Snow and snow day (we watch the shining)
Crazy Windstorms make me clean my balcony
Found a last name for Finnegan (Strapp)
Edmonton time with good people


That's what I can think of right now. The basic ideas? I overcame unhappiness with the power of friends, loved ones, and will power. I had so much good come into my life, and I feel good about what was accomplished.

At the end of last year I said this:

“2006? I’d like to meet someone new, create something beautiful, feel a little comfort socially and emotionally."

I feel these thing came to be, and without too much effort. For that I’m very lucky. In particular, these last few months have been wonderful. It's amazing how crazy stress and work loads seem like nothing at all when you have someone to share the experience with. Above all, I'm happy that Tim is with me, I'm happy I've been living next to two wonderful ladies, I 'm happy I have a family I can count on. My cat is awesome too.

In four months my film will be finished, I’ll have my first degree, and who knows? There are a lot of questions and anxieties that keep popping up, but I think if I’ve learned anything from the way my life has unfurled so far, it’s about working hard with what you have and letting everything else do as it will.

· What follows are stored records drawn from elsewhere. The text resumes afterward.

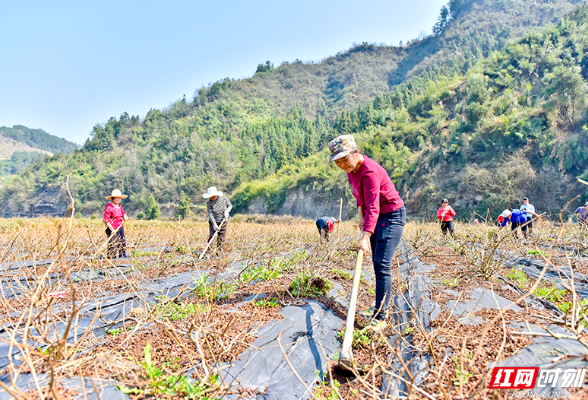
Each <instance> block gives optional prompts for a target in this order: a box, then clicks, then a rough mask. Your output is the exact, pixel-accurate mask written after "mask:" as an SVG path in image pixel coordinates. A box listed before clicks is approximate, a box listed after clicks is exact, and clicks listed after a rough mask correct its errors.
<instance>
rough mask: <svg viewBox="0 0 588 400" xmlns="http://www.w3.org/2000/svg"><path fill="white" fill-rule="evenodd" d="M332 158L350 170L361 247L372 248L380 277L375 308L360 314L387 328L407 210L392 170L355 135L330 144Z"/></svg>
mask: <svg viewBox="0 0 588 400" xmlns="http://www.w3.org/2000/svg"><path fill="white" fill-rule="evenodd" d="M329 150H331V158H330V161H333V162H335V164H336V165H337V167H339V168H340V169H342V170H343V171H345V172H346V173H347V179H348V180H349V184H350V185H351V192H352V194H353V196H354V197H355V199H356V200H357V210H358V212H359V228H360V230H361V239H360V240H359V243H358V244H357V250H358V251H359V250H363V252H364V253H367V252H368V247H371V250H372V260H373V264H374V273H375V276H376V302H375V307H373V308H371V309H370V311H368V312H367V313H360V314H361V315H365V316H367V317H368V318H370V319H371V321H372V322H371V324H372V328H373V329H374V331H380V330H382V329H384V328H385V327H386V317H387V310H388V304H389V301H390V298H391V297H392V275H391V264H392V258H393V257H394V253H395V252H396V248H397V247H398V244H399V243H400V239H401V238H402V232H403V231H404V225H405V224H406V209H405V208H404V202H403V201H402V199H401V198H400V196H399V194H398V191H397V190H396V187H395V186H394V184H393V183H392V181H391V180H390V176H388V172H386V170H385V169H384V168H382V167H381V166H380V165H379V164H378V163H376V162H375V161H373V160H371V159H370V158H368V157H367V156H365V155H363V154H361V153H360V152H359V150H358V148H357V145H356V143H355V138H354V137H353V135H342V136H339V137H337V138H336V139H334V140H333V141H331V142H330V143H329Z"/></svg>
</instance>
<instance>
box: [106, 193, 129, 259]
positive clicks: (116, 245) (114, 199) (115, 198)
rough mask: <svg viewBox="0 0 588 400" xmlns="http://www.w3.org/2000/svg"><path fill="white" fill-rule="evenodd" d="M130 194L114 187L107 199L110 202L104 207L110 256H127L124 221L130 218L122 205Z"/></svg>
mask: <svg viewBox="0 0 588 400" xmlns="http://www.w3.org/2000/svg"><path fill="white" fill-rule="evenodd" d="M127 197H128V196H126V195H123V194H122V193H121V191H120V190H118V189H114V190H113V191H112V194H111V195H110V196H107V197H106V200H110V203H108V204H107V205H106V208H105V209H104V224H105V225H106V236H107V237H108V250H107V252H106V254H107V257H108V258H117V256H120V257H121V258H126V257H127V241H126V238H125V228H124V226H123V224H124V222H125V221H126V220H127V219H128V218H129V217H128V216H127V213H125V210H124V209H123V207H122V204H121V202H122V199H126V198H127Z"/></svg>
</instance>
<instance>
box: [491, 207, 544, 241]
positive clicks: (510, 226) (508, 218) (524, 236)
mask: <svg viewBox="0 0 588 400" xmlns="http://www.w3.org/2000/svg"><path fill="white" fill-rule="evenodd" d="M527 213H530V214H532V215H534V216H535V217H537V218H540V216H539V215H538V214H536V213H535V212H533V211H529V210H526V211H521V210H518V209H516V208H515V209H514V210H513V209H512V208H509V209H508V210H504V211H503V212H502V214H500V216H499V217H498V222H500V228H498V230H499V231H500V230H501V229H502V228H504V227H505V226H506V224H507V222H510V229H511V230H513V231H514V230H516V229H517V228H518V227H520V226H521V225H523V224H524V223H526V222H527ZM515 236H517V237H518V236H519V235H518V233H517V232H515ZM523 236H524V237H525V238H526V237H527V232H526V231H525V232H523Z"/></svg>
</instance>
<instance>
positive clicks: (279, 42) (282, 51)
mask: <svg viewBox="0 0 588 400" xmlns="http://www.w3.org/2000/svg"><path fill="white" fill-rule="evenodd" d="M445 3H446V0H412V1H400V0H392V1H376V0H363V1H348V0H336V1H334V0H333V1H322V0H313V1H310V0H299V1H296V2H282V1H275V0H274V1H262V0H250V1H232V0H220V1H219V0H217V1H187V0H186V1H179V0H178V1H174V0H169V1H165V2H164V1H150V0H143V1H91V0H88V1H86V0H84V1H79V0H78V1H58V0H55V1H51V2H48V1H27V0H23V1H8V0H0V60H1V62H0V126H13V125H16V124H22V125H26V126H28V127H29V128H41V129H44V130H45V131H47V132H49V133H51V134H54V135H57V136H60V137H64V138H66V139H68V140H71V141H74V142H77V143H80V144H81V143H83V142H84V141H85V140H86V138H87V137H88V136H89V133H90V131H91V129H92V127H93V126H94V125H95V124H96V123H104V122H106V121H107V120H108V118H110V117H112V116H116V117H118V116H120V114H122V113H123V112H125V111H126V112H128V113H129V114H132V115H140V116H141V117H143V116H144V115H145V114H146V113H147V111H149V109H150V108H164V107H167V106H168V105H169V104H170V103H171V102H173V101H175V100H178V99H180V98H181V97H182V95H184V94H185V95H186V97H187V98H189V99H191V98H192V97H193V95H194V93H195V91H196V90H197V89H198V88H200V87H202V86H205V85H208V84H209V83H212V82H214V81H217V80H219V79H223V78H226V77H229V78H244V77H248V76H251V75H253V73H254V72H255V69H256V67H257V64H259V63H261V62H265V61H266V60H270V61H271V62H273V63H274V64H275V65H279V64H280V63H282V61H293V60H295V59H300V60H302V61H315V62H316V61H320V60H322V59H323V58H325V57H328V56H330V55H334V54H335V53H337V52H339V51H341V50H346V49H348V48H349V47H351V45H352V44H353V43H354V42H355V43H361V42H369V43H378V44H379V43H385V44H388V45H391V44H393V45H397V44H398V42H399V41H400V40H402V41H404V42H406V41H407V40H408V39H412V38H415V37H417V36H418V35H419V33H420V32H421V31H425V32H427V33H428V32H430V30H431V27H432V26H433V24H434V23H435V21H436V19H437V16H438V14H439V10H440V9H441V6H442V5H443V4H445Z"/></svg>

I’m going into 2007 filled with love, ambition, and a general sense of well-being in terms of who and where I am. What more could I ask for? Thank you, cosmos, I’ll return the good I receive in whatever way I can.

So?

2007? I’d like to continue on the path I’ve been going down, continue creating things that make me and others happy, share the love and the wealth with others, and see my four year goals come to fruition. Perhaps, also, since it’s the most common resoulution, I’ll get in shape. Ha ha ha

Music: Final Fantasy



p.s. Since I first started writing in this journal this format of blog seems to be less and less popular (compared to LJ). If you want me to add you to my tiny friends list below, let me know. I'm pretty sure only three people read this anyways, but I plan to keep it as long as I can. I like it.